Esta huida de la realidad hacia otras naturalezas sin mundanidad, se convierten en una aventura mítica en mucha de sus formulaciones. Como dice Riechmann el transhumanismo se convierte en un mito gnóstico que destruye toda posibilidad de construir mundo y, por tanto, de construir un nosotros. La tecnociencia parece prometernos una liberación de nuestra materia biológica y de nuestro devenir histórico para poder escapar de nuestra frágil condición humana. La búsqueda de un humano desencarnado convertido en pura información y codificación ciberbiológica se convierte en una utopía alcanzable. En este contexto, la pandemia llega para humanizar nuestra existencia. Somos más humanos de lo que pretendíamos: frágiles, interdependientes, necesitados de afecto y sentido existencial. En este tiempo interrumpido, irrumpe la condición humana mostrando su paradójica vulnerabilidad.

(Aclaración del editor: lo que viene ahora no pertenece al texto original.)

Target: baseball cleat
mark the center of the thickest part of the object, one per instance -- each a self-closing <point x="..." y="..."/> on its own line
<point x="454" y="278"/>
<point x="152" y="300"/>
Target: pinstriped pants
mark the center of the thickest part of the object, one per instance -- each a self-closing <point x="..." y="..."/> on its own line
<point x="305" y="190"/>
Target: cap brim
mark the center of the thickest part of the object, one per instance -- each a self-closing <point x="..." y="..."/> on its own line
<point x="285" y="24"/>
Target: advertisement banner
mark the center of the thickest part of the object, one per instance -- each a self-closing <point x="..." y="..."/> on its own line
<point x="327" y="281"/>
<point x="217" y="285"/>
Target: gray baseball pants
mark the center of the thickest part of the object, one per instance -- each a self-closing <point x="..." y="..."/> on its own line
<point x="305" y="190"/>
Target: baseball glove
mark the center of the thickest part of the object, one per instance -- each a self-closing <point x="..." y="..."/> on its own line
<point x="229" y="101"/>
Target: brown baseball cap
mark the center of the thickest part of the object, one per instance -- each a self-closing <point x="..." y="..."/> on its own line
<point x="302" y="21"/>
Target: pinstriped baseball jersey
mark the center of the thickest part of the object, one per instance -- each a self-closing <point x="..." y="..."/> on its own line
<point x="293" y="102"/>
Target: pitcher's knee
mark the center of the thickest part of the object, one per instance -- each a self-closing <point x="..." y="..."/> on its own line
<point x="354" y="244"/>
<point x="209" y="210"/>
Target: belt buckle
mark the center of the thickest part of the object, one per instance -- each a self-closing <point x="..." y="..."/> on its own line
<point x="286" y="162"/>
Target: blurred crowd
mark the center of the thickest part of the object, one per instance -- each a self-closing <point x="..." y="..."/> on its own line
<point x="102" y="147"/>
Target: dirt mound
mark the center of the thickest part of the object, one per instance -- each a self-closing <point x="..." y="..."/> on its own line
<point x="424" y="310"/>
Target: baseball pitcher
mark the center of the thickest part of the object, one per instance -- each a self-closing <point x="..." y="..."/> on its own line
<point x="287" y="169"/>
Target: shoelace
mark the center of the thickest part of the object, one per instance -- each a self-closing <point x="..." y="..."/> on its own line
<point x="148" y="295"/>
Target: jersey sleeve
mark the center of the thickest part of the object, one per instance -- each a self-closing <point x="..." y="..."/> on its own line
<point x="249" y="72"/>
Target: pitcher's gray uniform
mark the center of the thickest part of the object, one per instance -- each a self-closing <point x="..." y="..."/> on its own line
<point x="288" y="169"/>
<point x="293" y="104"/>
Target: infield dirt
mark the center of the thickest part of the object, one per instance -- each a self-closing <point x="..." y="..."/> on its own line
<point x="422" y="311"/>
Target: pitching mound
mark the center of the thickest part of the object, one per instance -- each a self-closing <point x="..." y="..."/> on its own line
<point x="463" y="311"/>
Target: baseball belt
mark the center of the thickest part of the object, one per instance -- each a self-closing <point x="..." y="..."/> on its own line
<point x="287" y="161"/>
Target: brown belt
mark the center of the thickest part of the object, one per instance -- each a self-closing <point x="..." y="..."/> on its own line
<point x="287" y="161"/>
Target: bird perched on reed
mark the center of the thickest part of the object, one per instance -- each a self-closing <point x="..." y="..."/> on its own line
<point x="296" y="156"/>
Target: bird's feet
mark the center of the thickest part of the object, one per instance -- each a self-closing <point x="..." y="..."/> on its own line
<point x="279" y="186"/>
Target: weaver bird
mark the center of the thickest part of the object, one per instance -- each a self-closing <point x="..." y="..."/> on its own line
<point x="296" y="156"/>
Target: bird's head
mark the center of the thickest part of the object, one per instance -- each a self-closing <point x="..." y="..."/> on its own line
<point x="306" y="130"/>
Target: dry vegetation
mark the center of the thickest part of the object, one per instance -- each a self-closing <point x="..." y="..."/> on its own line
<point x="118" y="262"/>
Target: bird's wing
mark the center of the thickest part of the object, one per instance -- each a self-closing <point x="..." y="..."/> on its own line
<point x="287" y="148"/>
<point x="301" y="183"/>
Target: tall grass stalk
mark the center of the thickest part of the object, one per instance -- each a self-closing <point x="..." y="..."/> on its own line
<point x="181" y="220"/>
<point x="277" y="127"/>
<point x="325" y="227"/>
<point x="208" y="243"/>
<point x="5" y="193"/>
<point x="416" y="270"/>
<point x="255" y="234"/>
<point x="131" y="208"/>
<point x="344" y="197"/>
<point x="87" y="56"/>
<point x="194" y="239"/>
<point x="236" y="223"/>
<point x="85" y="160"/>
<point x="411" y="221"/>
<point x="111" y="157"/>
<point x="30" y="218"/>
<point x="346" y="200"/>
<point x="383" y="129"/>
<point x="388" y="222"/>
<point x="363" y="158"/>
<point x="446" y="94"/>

Para nuestro propósito político, en el marco de la pandemia, podemos valernos de dos conceptos de la filosofía política de Butler: precariedad (precariousness) y precaridad (precarity) (Butler, 2006). El primero alude a la universal vulnerabilidad que sufrimos los humanos. La esencia de lo humano está caracterizada por la fragilidad y debilidad. El segundo concepto expresa la condición vulnerable que sufren personas y colectivos que son excluidos y expulsados.

La precariedad es expresión de vulnerabilidad radical y en ella reside la condición humana (Butler, 2016). Si no aceptamos esta constitutiva precariedad, los humanos acabamos conformando entornos idealizados que excluyen a los más débiles (Nussbaum, 2007), negando las verdaderas capacidades que tenemos las personas. La vulnerabilidad (de vulnus, «herida») implica fragilidad biológica, dependencia y rela­ción. Ser vulnerable es estar expuesto a ser herido y no ser capaz de sobrevivir al margen de la hospitalidad de los otros (bien lejos de la utopía trasnhumanista). La condición humana, desde una antropología de la vulnerabilidad, no puede escapar a esta fragilidad e interdependencia.

La tecnoutopía posthumana que promete la liberación de la condición humana (Human Enhancement), destruye la vulnerabilidad que es condición sine qua non de un nosotros. La política es articulación transitoria de un nosotros precario que requiere de hospitalidad.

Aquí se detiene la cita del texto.